Group: alt.philosophy · Group Profile
Author: Immortalist
Date: May 17, 2008 10:54

On May 17, 8:29 am, saint7pe...@hotmail.com wrote:
> On May 17, 7:46 am, Emma newsguy.com> wrote:
>
>> Well since the Enlightenment we have had wars and
>> revolutions, two world wars and the Cold War.
>
>> No doubt you will somehow still blame all of that on
>> religion though.
>
>>>to say the religion is wrong?  I think the act is wrong and immoral. But
>>>such religions will eventually die out in this modern world as their
>>>practitioners end up in jail.
>
>> That is a bizarre answer. You're not able to say
>> that a murderous religion is wrong??
>
>>>>> There
>>>>> are many paths to the Godhead, of which ours are but two.
>
>>>> I see. So human sacrifice is just another path to God?
>
>>>It's not my path, and it's not your path.  Who are we to say?  What
>>>gives you the certainty that it isn't?
>
>> The belief that murder is wrong.
>
> You are inconsistent and willfully ignorant, in the light of the
> following:
>

snipped examples
> New Testament
>
>
> Old Testament
>

More examples snipped
> Atrocious Acts of JHVH EL through Moses in the Old Testament
>

the environment that molded the human brain through natural selection
is drastically different than the world humans currently live in

In evolutionary biology, reciprocal altruism is a form of altruism in
which one organism provides a benefit to another in the expectation of
future reciprocation [a human impulse towards fairness may be an
instinctual bias]

Ostracism was a procedure ...where a prominent citizen could be
expelled & Shunning ...the act of deliberately avoiding association
with, and habitually keeping away from an individual or group... [may
both be instinctual biases in humans]

free riders are actors who consume more than their fair share of a
resource, or shoulder less than a fair share of the costs [may have
resulted in alignment of other human biases and nueral structures into
forms of punishment]

a universal moral grammar, built into the brains of all humans. The
grammar is a set of principles that operate on the basis of the causes
and consequences of action. Thus, in the same way that we are endowed
with a language faculty that consists of a universal toolkit for
building possible languages, we are also endowed with a moral faculty
that consists of a universal toolkit for building possible moral
systems.

hence it may be hypocrytical to point out some past application, but
it may be hypocrytical to point that out, I don't know...

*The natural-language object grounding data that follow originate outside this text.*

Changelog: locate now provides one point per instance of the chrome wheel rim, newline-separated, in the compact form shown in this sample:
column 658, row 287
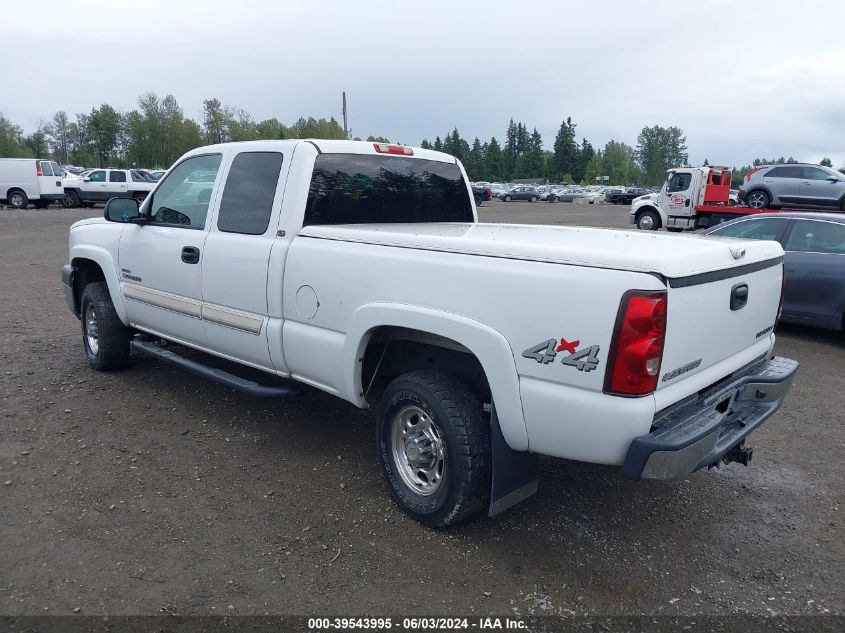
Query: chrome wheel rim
column 92, row 331
column 756, row 201
column 418, row 450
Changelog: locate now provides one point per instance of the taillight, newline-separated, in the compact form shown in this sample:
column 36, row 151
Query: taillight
column 782, row 291
column 636, row 350
column 386, row 148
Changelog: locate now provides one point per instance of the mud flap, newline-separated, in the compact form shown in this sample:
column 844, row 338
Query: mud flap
column 514, row 472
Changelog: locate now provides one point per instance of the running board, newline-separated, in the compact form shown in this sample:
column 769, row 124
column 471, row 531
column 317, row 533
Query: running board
column 219, row 376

The Savanna Principle is a theory about the evolutionary roots of the
human brain. ...it asserts that the environment that molded the human
brain through natural selection is drastically different than the
world humans currently live in. This disparity between what man was
designed to do and what he currently can do leads to a host of
societal difficulties, according to the theory. For example, ancestors
who craved sugary and fatty foods lived longer and were healthier than
those who didn't, in a time that such things were relatively scarce.
Today, the abundance of such temptations leads to obesity and heart
disease.

http://en.wikipedia.org/wiki/Savanna_principle

Evolutionary Psychology strongly rejects the view of the human mind as
tabula rasa, and avers instead that it is content rich and biased. The
human brain, and all of its psychological mechanisms, are adapted to
the EEA (environment of evolutionary adaptedness) and are therefore
biased in favor of viewing and responding to the world as if it were
still the EEA. The psychological mechanisms we possess in our brain
today are still the same psychological mechanisms that we possessed in
the EEA, just as our hand and pancreas are still the same as they were
10 000 years ago. It is not impossible to overcome this bias through
conscious effort, but it is often difficult. This is why we still
respond to sweets and fats today as if we still lived in the EEA where
such high-calorie foods were rare and malnutrition was an imminent
problem for survival, and we have the strong urge to consume a large
quantity of sweets and fats (even though many of us can consciously
overcome the urge) (Barash 1982, pp. 144–147). It is my contention
that the human brain has unconscious difficulty comprehending and
dealing with entities and situations that did not exist in the EEA.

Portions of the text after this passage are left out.